Valenzuela-Lopez, however, pleaded guilty on August 4, 2009, prior to the Padilla decision. Until Padilla, it could not be said that failing to advise a client that deportation would result from a guilty plea constituted ineffective assistance of counsel.
Valenzuela-Lopez cited to United States v. Gapinski, 561 F.3d 467 (6th Cir. 2009), for the proposition that the Court must inquire after sentence is pronounced whether any party objects to the sentence on any grounds not previously raised. The purpose of the inquiry is so that the objecting party preserves objections for appeal. Id. at 473-74.
This approach is not followed in the Eighth Circuit. In fact, the Eighth Circuit has specifically stated that a defendant need not object after sentence is pronounced to preserve an objection for appeal. United States v. Wiley, 509 F.3d 474, 476-77 (8th Cir. 2007).

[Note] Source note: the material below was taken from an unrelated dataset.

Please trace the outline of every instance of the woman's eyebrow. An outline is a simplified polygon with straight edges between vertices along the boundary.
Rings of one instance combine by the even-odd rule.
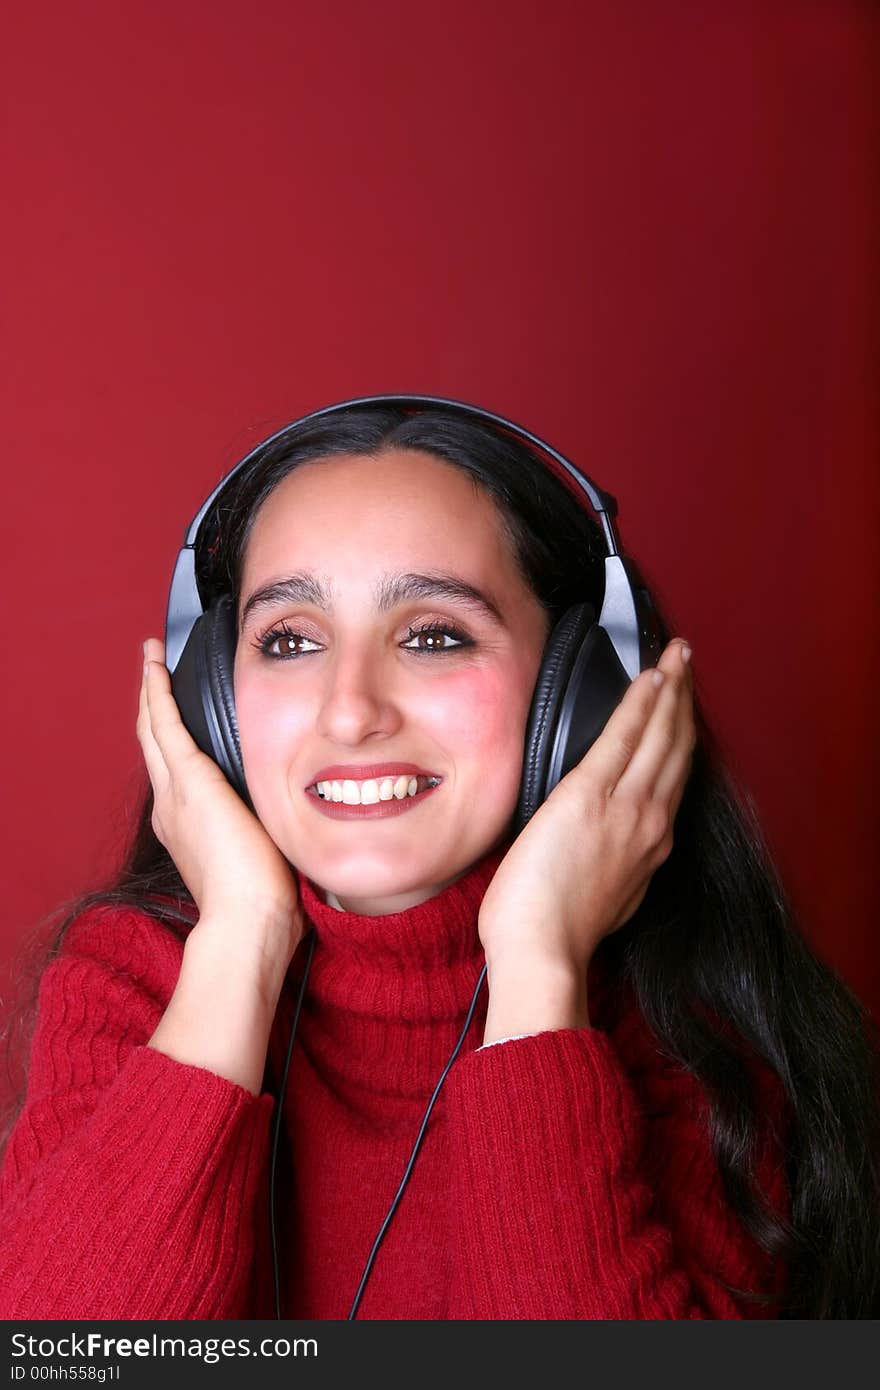
[[[490,622],[506,626],[494,600],[482,589],[477,589],[455,574],[385,574],[374,588],[373,597],[380,613],[389,612],[399,603],[438,598],[473,608]],[[331,590],[316,574],[299,571],[285,575],[254,590],[242,609],[239,632],[244,629],[248,618],[262,609],[272,608],[279,603],[308,603],[315,608],[327,609],[332,606],[331,599]]]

For the reasons discussed, Lehan did not provide ineffective assistance of counsel under Strickland and the Court was not remiss in not asking for objections, including those not previously raised, after sentence was pronounced. It plainly appears from the record that Valenzuela-Lopez is not entitled to relief with respect to the merits of his § 2255 motion.
IT IS ORDERED:
1. The Defendant's motion to reconsider (Filing No. 220) is granted;
2. The Court has completed an initial review of the merits of the Defendant's motion to vacate, set aside, or correct his sentence pursuant to 28 U.S.C. § 2255 (Filing No. 217);
3. Upon initial review, the Court summarily denies the Defendant's § 2255 motion, and therefore the motion (Filing No. 217) is summarily denied;
4. A separate Judgment will be issued denying the § 2255 motion; and
5. The Clerk is directed to mail a copy of this Memorandum and Order to the Defendant at his last known address.